简单的隐藏地雷:df.A = sr

时间:2019-04-26 20:24:40

标签: python pandas dataframe series

df.A = sr这样的简单操作(将pandas.Series分配给pandas.DataFrame中的列)似乎无害,但有许多细微差别。对于像我这样开始学习pandas的人来说,它带来了许多便利和困惑。

下面给出一个简单的示例/挑战:

df:
+----+-----+
|    |   A |
|----+-----|
|  0 |   0 |
|  1 |   0 |
|  2 |   0 |
|  3 |   0 |
|  4 |   0 |
+----+-----+

l = [777, 666, 555, 444, 333]

sr:
+----+-----+
|    |   0 |
|----+-----|
|  7 | 777 |
|  6 | 666 |
|  5 | 555 |
|  4 | 444 |
|  3 | 333 |
+----+-----+

df之后,df.A = sr是什么样?

df之后,df.A = l会是什么样?

根据我目前的理解,我分解了df.A = sr中的所有隐含操作,请对其进行更正/确认/扩展: 例如,我不太确定正确的术语。
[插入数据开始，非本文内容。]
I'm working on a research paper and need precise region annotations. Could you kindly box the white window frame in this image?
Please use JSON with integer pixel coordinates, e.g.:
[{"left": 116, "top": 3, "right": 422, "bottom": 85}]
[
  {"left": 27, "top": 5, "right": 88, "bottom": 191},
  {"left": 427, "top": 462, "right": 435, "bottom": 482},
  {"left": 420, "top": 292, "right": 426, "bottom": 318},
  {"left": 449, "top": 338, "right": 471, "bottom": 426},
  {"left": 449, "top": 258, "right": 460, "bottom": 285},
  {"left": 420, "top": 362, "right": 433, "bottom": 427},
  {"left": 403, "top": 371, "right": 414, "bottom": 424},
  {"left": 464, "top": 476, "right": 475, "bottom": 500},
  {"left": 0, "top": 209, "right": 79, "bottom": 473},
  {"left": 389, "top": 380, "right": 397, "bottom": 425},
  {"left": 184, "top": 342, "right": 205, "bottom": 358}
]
# [0] a column in a DataFrame, is a Series, is a dictionary of index and values
# all cell to cell transfers are key-lookup based, individual element in an 
# index is called a "label" for a reason.

# [1] if sr didn't have some of the index labels in df.col's index, 
# the old values in those cells in df.col gets WIPED!
df.loc[ ~df.index.isin(sr.index)] = np.nan

# [2] values are transferred from sr cells into df cells with common index-labels. 
# As expected
df.loc[ df.index.isin(sr.index), 'A'] = 
    sr.loc[ [idx for idx in sr.index if idx in df.index] ]

# [3] sr's cells, whoes index-lables are not found in df.index, are ignored and 
# doesn't get to be assigned in df
sr.loc[ ~sr.index.isin(df.index)] # goes no where.

# [4] with all the wipping and ignore from above steps, 
# there is no error message or warnings.
# it can cause your mistakes to slip thru:
"""
df = pd.DataFrame(0, columns=['A'], index=np.arange(5))
df.loc[ df.index.isin( ['A', 'B']), 'A'] = sr
print(df)

df = pd.DataFrame(0, columns=['A'], index=[])
df.A = sr
print(df)
"""

SPOILER。设置和结果:

df = pd.DataFrame(0, columns=['A'], index=np.arange(5))
l = [777, 666, 555, 444, 333]
sr = pd.Series(l, index=[7, 6, 5, 4, 3])


RESULTS:
df.A = sr
df:
+----+-----+
|    |   A |
|----+-----|
|  0 | nan |
|  1 | nan |
|  2 | nan |
|  3 | 333 |
|  4 | 444 |
+----+-----+

df.A = l
df:
+----+-----+
|    |   A |
|----+-----|
|  0 | 777 |
|  1 | 666 |
|  2 | 555 |
|  3 | 444 |
|  4 | 333 |
+----+-----+

1 个答案:

答案 0 :(得分:2)

所以您看到的结果是由于以下原因:

sr = pd.Series(l, index=[7, 6, 5, 4, 3])

您已将l的索引值专门分配给[7、6、5、4、3]。

当您这样做:

df.A = sr

该系列保留其索引值。然后,当您定义df时:

df = pd.DataFrame(0, columns=['A'], index=np.arange(5))

您确保最高索引值为4(index=np.arange(5)

因此您的列输出保留了sr的索引值,并将值放在A中,因此仅显示了索引值3,4。

当您这样做时:

df.A = l

您只需将l中的值分配给A列。因此所有值都将出现。如果您将sr = pd.Series(l, index=[7, 6, 5, 4, 3])更改为sr = pd.Series(l),请设置df.A = sr。您最终将得到与df.A = l完全相同的结果。